Hezbollah cerca di bloccare l’inchiesta sulla strage al porto A Beirut si scatena la battaglia
Spari dai tetti e sei vittime negli scontri con le milizie maronite
GERUSALEMME Alla rotonda di Tayouneh la crisi libanese svolta verso la guerra civile. Almeno per quattro ore. I manifestanti sciiti – guidati dai capibastone di Hezbollah e Amal – stanno marciando per raggiungere il palazzo di Giustizia, protestano perché la Corte di Cassazione ha dato il via libera a Tareq Bitar per proseguire nella sua inchiesta e provare a capire che cosa sia successo al porto di Beirut quattordici mesi fa.
Provare a capire che cosa abbia potuto trasformare quel deposito in una bomba ultrapotente che ha ucciso almeno 215 persone e distrutto un terzo della città, quali materiali potrebbero essere stati nascosti lì assieme al nitrato d’ammonio sequestrato a una nave mercantile. O perché quel composto chimico usato come fertilizzante ma anche per imbottire di esplosivo i camion e le auto non fosse stato spostato lontano dalle zone abitate.

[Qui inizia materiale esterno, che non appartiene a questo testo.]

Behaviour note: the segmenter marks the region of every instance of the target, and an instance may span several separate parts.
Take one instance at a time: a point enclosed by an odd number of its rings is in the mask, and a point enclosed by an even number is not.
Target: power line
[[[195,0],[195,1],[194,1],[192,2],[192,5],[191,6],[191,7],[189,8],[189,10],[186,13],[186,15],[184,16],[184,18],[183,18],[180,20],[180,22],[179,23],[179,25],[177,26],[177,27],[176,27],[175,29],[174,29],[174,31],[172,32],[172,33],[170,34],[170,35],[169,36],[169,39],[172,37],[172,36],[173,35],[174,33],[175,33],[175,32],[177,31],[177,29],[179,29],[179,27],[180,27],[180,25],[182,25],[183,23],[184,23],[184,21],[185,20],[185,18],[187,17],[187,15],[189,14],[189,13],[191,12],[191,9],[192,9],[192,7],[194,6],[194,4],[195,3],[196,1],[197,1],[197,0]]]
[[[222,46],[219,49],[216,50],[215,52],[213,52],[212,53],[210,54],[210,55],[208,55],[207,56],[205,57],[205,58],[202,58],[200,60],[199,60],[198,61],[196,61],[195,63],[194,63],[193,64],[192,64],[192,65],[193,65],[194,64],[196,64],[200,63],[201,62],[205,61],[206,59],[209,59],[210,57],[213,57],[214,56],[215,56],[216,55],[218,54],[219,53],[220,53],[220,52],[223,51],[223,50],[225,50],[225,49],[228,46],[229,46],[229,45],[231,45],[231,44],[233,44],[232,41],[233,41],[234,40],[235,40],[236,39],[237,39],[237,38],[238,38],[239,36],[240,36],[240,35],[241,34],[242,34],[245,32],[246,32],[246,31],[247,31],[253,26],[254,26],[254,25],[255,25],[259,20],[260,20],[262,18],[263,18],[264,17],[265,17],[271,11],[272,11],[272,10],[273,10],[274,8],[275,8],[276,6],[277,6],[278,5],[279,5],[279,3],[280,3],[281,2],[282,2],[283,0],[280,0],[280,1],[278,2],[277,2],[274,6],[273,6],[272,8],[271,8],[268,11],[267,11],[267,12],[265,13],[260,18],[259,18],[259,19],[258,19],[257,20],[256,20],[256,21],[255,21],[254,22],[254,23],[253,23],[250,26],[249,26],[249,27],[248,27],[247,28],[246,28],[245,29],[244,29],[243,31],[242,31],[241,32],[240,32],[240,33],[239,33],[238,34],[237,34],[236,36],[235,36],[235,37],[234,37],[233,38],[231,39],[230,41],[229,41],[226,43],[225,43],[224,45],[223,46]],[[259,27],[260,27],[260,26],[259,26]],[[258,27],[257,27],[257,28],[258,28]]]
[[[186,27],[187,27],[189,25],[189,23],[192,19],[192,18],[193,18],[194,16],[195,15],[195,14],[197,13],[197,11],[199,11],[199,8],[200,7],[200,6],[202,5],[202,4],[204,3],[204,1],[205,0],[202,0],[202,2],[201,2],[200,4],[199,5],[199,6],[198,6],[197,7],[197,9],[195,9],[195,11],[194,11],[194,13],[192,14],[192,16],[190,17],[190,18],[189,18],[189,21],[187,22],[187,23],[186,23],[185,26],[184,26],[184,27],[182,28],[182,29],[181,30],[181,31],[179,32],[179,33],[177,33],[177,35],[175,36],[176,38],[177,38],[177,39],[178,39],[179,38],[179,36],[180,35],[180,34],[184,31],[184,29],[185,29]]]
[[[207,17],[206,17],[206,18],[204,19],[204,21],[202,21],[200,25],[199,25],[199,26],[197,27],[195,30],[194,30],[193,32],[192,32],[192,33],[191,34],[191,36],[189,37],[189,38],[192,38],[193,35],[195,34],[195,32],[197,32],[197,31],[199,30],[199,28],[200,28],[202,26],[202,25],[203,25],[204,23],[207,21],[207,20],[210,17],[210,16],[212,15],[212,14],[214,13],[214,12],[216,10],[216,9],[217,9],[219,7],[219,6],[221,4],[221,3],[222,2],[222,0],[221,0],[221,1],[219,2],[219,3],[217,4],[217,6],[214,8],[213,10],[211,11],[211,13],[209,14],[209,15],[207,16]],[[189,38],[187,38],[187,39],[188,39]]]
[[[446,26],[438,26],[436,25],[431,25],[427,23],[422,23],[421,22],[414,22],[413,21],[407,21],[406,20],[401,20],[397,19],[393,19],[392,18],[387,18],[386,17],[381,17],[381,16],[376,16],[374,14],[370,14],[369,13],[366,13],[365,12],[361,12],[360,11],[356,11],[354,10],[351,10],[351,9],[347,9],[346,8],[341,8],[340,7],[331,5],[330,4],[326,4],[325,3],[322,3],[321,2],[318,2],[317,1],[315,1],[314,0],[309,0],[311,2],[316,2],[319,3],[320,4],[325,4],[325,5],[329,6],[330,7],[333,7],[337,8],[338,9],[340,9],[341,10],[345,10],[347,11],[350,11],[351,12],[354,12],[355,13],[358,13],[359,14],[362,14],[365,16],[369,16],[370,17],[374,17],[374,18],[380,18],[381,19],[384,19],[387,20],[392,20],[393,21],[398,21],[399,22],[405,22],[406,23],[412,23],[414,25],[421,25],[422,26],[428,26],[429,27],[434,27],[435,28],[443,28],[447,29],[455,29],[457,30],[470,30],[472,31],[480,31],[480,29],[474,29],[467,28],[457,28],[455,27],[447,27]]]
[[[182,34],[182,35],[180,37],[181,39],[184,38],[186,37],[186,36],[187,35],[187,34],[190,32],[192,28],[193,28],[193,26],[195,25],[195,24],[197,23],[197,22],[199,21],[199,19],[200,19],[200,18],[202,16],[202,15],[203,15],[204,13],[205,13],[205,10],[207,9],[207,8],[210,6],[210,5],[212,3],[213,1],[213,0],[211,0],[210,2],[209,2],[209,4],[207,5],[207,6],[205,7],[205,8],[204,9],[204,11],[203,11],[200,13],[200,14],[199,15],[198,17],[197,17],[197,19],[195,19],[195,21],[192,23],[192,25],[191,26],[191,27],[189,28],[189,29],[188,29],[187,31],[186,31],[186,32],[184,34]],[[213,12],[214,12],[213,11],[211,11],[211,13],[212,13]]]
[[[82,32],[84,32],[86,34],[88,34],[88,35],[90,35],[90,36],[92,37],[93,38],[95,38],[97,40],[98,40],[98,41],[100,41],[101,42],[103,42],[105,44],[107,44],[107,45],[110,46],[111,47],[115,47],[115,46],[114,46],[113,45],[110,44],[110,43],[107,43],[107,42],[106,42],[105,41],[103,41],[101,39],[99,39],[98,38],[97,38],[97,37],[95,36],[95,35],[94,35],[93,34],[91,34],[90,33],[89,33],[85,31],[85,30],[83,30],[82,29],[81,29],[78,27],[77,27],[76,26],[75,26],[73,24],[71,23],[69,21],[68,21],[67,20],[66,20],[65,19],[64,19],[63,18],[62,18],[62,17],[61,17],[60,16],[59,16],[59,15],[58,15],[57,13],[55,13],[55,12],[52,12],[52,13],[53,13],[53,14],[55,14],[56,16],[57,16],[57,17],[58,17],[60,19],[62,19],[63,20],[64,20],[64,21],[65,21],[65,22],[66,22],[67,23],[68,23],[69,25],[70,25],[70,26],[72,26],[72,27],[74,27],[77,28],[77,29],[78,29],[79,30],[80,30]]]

Il magistrato è acclamato da una parte dei libanesi per la sua lotta contro la corruzione, secondo i sostenitori di Hezbollah sta abusando del potere e persegue obiettivi politici. Così la manifestazione e le minacce contro i giudici, una dimostrazione di forza che tracima anche verso le aree cristiane. Dai tetti — all’incrocio che già segnava le linee religiose e belliche durante il conflitto durato quindici anni fino al 1990 — i cecchini sparano sulla folla, i miliziani sciiti rispondono, le armi già pronte, colpi a raffica dai kalashnikov, i lanciagranate usati per le strade. Restano uccisi in sei, tra loro una donna ammazzata nel suo appartamento da un proiettile vagante.
Hezbollah accusa le Forze libanesi di Samir Geagea, quei tetti su cui si sono appostati i tiratori stanno dall’altra parte della prima linea, coprono i palazzi di un quartiere nemico. Il leader cristianomaronita smentisce che siano stati i suoi uomini a sparare, risponde che il problema restano «le troppe armi illegali in circolazione», pensa all’arsenale accumulato dall’organizzazione filo-iraniana.
Il premier Najib Mikati è riuscito un mese fa a mettere insieme il governo, la priorità dovrebbe essere la crisi economica: in due anni di caos finanziario i poveri sono raddoppiati, la lira libanese si è ridotta al valore di fogli di carta, le scorte di gasolio e benzina sono prosciugate, l’elettricità più va che viene. Mikati ripete che «non possono essere i politici a decidere di rimuovere un giudice», sono stati i parlamentari di Hezbollah e Amal a chiedere che l’indagine venga fermata, due ex ministri convocati con l’accusa di negligenza criminale per la strage al porto avevano presentato la petizione alla Corte di Cassazione. Anche il presidente Michel Aoun, cristiano, ha ribadito che l’inchiesta deve andare avanti, una posizione più netta rispetto ai tentennamenti del passato che gli è stata imposta dagli scontri di oggi.
Mikati adesso deve affrontare le pressioni militarizzate dei gruppi che continuano a spartirsi il Paese e vogliono tenere i libanesi al buio.